Choosing the right Azure Monitor Agent for your VMs
AMA, WAD, LAD, MMA, OMS, Telegraf or Log Analytics. Do you know which one or combination of which to use for what you need to achieve? If you do then congratulations and well done. Else, I hope this article can help you understand all these different agents so that you can make informed decision on what agent to use for what scenario and what they are compatible with.
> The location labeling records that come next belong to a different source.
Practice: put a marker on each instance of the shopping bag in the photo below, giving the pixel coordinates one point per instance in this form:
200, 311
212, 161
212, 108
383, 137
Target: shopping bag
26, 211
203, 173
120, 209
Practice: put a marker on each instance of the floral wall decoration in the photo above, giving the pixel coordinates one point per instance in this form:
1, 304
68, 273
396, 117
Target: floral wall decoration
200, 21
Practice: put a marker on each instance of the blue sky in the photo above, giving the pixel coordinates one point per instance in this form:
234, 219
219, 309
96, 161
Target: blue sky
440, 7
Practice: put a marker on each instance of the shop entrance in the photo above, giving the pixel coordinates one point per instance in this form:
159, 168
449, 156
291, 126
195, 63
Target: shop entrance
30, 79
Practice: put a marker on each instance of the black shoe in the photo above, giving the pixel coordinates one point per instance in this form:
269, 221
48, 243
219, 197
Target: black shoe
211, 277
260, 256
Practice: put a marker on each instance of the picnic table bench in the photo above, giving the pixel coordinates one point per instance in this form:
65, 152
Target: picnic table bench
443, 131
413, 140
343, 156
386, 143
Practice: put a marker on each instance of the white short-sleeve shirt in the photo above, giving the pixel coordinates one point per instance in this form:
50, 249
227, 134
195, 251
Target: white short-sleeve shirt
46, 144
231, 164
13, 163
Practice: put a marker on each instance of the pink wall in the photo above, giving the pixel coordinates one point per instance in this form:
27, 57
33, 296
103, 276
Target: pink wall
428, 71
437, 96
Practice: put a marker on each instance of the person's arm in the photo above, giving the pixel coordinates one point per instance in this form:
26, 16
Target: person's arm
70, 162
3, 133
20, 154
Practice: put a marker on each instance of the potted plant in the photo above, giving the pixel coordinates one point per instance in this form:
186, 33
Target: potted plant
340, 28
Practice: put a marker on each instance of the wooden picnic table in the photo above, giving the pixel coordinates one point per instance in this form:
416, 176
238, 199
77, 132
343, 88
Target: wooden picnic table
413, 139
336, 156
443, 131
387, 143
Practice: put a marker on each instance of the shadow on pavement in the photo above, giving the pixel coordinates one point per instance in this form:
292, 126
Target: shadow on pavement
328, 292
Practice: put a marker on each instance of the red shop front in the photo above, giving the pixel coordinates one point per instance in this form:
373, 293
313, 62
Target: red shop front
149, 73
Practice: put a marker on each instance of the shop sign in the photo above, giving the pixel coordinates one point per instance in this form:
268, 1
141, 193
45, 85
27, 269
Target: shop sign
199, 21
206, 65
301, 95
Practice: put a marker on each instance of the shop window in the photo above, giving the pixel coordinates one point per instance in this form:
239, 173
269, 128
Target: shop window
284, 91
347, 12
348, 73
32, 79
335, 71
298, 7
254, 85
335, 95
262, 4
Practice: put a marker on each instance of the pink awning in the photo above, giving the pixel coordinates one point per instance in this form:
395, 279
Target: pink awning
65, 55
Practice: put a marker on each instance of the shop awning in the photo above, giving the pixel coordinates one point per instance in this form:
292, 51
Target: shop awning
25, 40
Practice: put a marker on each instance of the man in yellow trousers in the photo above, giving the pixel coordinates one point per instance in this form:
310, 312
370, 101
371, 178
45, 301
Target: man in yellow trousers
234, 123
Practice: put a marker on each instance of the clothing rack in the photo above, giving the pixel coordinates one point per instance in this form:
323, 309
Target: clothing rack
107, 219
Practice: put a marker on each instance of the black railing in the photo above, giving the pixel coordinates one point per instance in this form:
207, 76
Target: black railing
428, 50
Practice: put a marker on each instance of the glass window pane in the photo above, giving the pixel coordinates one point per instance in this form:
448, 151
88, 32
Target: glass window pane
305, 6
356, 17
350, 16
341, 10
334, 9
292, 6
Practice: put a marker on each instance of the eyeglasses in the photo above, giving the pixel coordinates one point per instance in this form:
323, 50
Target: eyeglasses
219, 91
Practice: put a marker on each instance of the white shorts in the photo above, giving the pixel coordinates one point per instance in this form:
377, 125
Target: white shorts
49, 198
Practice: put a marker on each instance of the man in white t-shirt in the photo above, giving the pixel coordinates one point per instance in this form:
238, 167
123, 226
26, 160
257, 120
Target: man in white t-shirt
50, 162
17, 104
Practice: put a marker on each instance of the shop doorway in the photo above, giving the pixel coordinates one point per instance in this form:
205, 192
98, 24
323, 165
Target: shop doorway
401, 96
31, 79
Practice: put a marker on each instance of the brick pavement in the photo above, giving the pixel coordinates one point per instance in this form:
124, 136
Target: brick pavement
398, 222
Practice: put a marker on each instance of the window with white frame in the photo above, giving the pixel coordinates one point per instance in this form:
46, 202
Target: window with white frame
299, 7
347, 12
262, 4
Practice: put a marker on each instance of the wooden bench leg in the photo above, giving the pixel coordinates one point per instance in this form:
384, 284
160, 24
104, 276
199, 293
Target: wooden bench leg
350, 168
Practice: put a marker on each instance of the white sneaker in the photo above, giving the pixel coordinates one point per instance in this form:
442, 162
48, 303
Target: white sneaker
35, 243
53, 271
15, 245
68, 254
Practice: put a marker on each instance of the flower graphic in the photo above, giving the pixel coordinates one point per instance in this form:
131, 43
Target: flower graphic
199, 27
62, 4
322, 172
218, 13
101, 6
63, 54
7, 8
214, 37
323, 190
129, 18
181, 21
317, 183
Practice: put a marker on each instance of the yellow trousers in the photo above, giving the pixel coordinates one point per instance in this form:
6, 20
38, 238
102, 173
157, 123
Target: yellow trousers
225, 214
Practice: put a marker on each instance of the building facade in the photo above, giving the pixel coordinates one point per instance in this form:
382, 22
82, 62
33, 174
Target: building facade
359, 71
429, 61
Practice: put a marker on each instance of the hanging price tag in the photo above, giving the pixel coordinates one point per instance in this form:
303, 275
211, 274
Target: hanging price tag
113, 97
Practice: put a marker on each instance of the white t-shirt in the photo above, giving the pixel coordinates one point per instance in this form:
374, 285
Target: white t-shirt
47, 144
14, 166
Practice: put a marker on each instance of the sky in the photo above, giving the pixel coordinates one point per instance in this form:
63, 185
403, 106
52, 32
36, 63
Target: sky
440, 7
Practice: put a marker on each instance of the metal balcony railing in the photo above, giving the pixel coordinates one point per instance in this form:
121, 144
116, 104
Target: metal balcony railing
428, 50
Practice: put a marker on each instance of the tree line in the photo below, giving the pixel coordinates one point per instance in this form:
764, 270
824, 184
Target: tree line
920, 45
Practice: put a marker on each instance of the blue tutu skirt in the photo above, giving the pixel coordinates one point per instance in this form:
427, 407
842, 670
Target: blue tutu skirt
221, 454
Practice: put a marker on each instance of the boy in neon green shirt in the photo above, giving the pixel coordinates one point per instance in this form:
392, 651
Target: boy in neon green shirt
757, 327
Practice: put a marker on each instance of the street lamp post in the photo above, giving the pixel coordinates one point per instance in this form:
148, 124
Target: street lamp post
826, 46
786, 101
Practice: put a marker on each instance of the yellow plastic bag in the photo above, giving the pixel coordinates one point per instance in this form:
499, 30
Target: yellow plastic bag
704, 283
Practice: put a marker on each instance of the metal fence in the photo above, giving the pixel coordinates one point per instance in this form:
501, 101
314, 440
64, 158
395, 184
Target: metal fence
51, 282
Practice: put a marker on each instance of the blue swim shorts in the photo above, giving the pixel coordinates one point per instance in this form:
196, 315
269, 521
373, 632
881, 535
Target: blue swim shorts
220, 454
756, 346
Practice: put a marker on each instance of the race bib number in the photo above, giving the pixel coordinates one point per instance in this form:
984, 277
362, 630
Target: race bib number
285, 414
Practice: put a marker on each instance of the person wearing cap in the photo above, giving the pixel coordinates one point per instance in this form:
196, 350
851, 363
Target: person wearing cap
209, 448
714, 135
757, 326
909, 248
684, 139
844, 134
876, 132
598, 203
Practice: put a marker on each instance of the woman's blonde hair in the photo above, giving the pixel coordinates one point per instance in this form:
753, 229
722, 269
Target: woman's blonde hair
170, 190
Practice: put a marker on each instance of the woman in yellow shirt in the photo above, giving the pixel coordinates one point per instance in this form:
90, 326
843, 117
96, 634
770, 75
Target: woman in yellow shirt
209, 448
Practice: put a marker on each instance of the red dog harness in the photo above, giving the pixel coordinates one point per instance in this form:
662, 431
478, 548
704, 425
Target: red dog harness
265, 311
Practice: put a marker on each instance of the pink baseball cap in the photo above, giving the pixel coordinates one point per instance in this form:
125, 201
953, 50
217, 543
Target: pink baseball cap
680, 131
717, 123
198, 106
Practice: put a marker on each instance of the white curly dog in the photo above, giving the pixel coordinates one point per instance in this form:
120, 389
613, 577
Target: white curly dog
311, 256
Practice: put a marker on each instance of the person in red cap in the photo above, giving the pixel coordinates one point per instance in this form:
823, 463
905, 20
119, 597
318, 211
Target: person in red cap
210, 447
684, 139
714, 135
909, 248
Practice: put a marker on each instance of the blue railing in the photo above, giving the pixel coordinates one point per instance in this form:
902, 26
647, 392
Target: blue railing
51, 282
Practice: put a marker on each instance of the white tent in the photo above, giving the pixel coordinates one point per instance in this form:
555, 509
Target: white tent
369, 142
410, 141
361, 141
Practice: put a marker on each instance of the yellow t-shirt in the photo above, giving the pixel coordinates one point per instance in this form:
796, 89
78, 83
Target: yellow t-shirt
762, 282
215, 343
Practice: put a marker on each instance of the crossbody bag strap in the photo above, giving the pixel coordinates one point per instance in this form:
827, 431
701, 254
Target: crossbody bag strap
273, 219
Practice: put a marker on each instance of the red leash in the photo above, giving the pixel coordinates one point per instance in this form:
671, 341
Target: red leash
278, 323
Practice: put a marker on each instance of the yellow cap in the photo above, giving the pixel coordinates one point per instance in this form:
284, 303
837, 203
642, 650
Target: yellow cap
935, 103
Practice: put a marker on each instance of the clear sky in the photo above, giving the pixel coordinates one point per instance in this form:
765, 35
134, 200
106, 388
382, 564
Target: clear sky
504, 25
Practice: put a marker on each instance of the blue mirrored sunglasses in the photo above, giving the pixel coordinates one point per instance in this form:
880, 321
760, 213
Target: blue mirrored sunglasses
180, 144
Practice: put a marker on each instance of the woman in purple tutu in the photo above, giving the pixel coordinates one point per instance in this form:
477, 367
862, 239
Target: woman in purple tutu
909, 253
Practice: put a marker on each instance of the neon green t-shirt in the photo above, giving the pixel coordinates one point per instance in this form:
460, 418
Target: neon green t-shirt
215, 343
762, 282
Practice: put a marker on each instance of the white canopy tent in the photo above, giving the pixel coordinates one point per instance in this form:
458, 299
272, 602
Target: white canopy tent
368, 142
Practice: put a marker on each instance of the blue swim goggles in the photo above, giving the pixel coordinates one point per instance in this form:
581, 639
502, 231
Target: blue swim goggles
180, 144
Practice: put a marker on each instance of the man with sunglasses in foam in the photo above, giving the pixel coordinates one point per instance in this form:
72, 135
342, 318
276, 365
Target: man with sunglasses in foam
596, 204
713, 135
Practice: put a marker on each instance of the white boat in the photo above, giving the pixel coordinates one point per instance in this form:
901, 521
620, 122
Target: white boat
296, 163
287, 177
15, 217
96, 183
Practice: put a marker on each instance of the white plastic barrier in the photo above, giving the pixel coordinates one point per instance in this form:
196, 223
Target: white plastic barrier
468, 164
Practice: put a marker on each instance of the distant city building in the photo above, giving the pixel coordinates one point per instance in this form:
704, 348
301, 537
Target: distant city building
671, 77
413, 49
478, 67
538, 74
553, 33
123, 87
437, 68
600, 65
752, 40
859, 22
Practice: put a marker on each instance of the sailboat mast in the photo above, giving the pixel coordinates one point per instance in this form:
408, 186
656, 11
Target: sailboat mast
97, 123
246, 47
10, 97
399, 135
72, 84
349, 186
AMA, WAD, LAD, MMA, OMS, Telegraf and Log Analytics agent are all names of Azure Monitor Agents so let us first revisit what Azure Monitor is. Azure Monitor collects monitoring telemetry from a variety of sources in Azure, other Clouds or on-premises. It aggregates and stores this telemetry in a log data store that is optimised for cost and performance. We can analyse data, set up alerts, get end-to-end views of applications, and use machine learning-driven insights to quickly identify and resolve problems. In this article, we will focus on the specific scenario where the source of Azure Monitor data is from Compute resources. Virtual machines and other compute resources require an agent to collect monitoring data required to measure the performance and availability of their guest operating system and workloads. Agents, and other log sources send data to Log Analytics Workspace in Azure Monitor which is the logical storage storage unit depicted by the grey box in the high level view of Azure Monitor visual above. At the time of writing, Azure Monitoring Agent (AMA) is still in Preview and has a few limitations. Depending on your requirements, you may need to still use the legacy agents or have AMA co-exist with the legacy agents.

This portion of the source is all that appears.